According to the NY Times article, the concrete that failed at Quaker Ridge was poured in 1947 and had failed by 2002. Schools like Greenacres survive far longer than newer buildings because they were overbuilt from the start, before the era when tight budgets and corner-cutting contractors were common. This is why Greenacres and the 200 and 300 year old buildings at some of our nation's best schools still stand. The truth is that we can no longer afford to build a school building of the quality of Greenacres.
5. Even the C1 plan still results in the loss of two baseball fields. As a recent co-president of the Scarsdale Little League, I can tell you that the Little League's spring program, which involves between 850 and 900 Scarsdale children, is perennially short of ball fields, and field conflicts with the town's soccer league are common. Greenacres primary baseball field is one of only two in the town (the other being Hyatt Field on Boulevard) with 90' base paths. The other small field, closer to the playground, is used often as a field for training children to play baseball and for pickup games with kids. The C1 plan contains two soccer fields but zero baseball fields. Since there is nowhere else in town to build a new baseball field, these two fields will be lost forever to the community.
6. Ultimately, it only makes sense if the Town will fund it. I would think that we've all learned, especially from the last bond issue that was defeated, that when you have a budget item that is sufficiently large and unpopular, it will be defeated. The high school fitness center that irked so many people was only a fraction the size of the proposed budget of this school. When the costs are considered, along with the precedent of increasingly out of control spending to fund questionable capital projects, it's obvious to me that a bond issue containing a bloated Option C1 budget will be defeated.

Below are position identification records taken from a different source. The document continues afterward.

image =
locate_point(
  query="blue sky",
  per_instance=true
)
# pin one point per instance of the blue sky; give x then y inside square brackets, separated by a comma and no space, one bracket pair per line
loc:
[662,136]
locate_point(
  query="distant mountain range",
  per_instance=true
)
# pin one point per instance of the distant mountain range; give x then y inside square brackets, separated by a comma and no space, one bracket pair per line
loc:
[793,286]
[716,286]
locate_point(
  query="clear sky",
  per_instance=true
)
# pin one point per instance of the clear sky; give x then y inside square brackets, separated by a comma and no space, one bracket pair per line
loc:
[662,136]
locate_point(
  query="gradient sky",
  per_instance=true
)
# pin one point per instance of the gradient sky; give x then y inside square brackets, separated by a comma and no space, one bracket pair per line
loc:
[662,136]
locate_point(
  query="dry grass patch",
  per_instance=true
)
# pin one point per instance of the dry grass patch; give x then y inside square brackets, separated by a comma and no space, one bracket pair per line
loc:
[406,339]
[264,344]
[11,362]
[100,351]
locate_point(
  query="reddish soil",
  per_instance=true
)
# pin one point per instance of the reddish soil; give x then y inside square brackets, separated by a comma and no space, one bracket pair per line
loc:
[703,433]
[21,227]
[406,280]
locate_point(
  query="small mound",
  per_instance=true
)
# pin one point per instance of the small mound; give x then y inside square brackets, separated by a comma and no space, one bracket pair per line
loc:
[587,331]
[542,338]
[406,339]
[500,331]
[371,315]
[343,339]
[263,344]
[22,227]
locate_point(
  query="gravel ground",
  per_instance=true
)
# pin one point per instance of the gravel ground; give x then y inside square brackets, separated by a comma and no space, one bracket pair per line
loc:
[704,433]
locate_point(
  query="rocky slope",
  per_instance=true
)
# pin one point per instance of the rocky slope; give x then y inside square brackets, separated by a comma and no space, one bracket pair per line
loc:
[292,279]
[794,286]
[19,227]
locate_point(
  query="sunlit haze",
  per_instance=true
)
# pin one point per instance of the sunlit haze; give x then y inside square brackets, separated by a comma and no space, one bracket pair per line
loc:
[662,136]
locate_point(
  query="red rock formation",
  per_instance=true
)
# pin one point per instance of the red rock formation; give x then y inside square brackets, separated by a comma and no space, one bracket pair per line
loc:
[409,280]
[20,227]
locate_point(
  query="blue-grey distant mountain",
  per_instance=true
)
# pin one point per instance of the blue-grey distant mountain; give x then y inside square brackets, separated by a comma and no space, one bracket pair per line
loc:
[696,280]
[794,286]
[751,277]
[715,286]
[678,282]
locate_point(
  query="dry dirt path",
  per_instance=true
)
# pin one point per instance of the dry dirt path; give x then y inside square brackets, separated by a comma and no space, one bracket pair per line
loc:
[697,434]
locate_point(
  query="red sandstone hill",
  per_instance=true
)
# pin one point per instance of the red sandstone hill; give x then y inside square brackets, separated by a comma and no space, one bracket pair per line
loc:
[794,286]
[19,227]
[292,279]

There are now many hundreds of B1 supporters. 830 people signed the B1 petition and only 30 withdrew to sign the C1 petition. After months of concerted effort to get those in Greenacres and elsewhere to sign their petition, the C1 camp is frozen at 156 signatures. That's certainly not for lack of effort. Why would that be if their position is common sense and support for their position broad? The answer is that they are a vocal minority and not at all representative of the majority opinion within Greenacres, and certainly not outside of Greenacres. 156 people are not enough to defeat a bond issue. Hundreds of B1 supporters in Greenacres along with hundreds more in the other neighborhoods of Scarsdale are enough to defeat a bond issue. I hope that B1 is put forth as the Board's choice and that we're not forced to make such a decision.
Our superintendent and Board of Education have done an excellent job with many complicated issues related to our schools, most recently a new teachers' contract. They should be applauded for their tremendous commitment of time and effort on our behalf. I hope that sanity prevails here and that their history of largely excellent work reflecting the will of the community continues.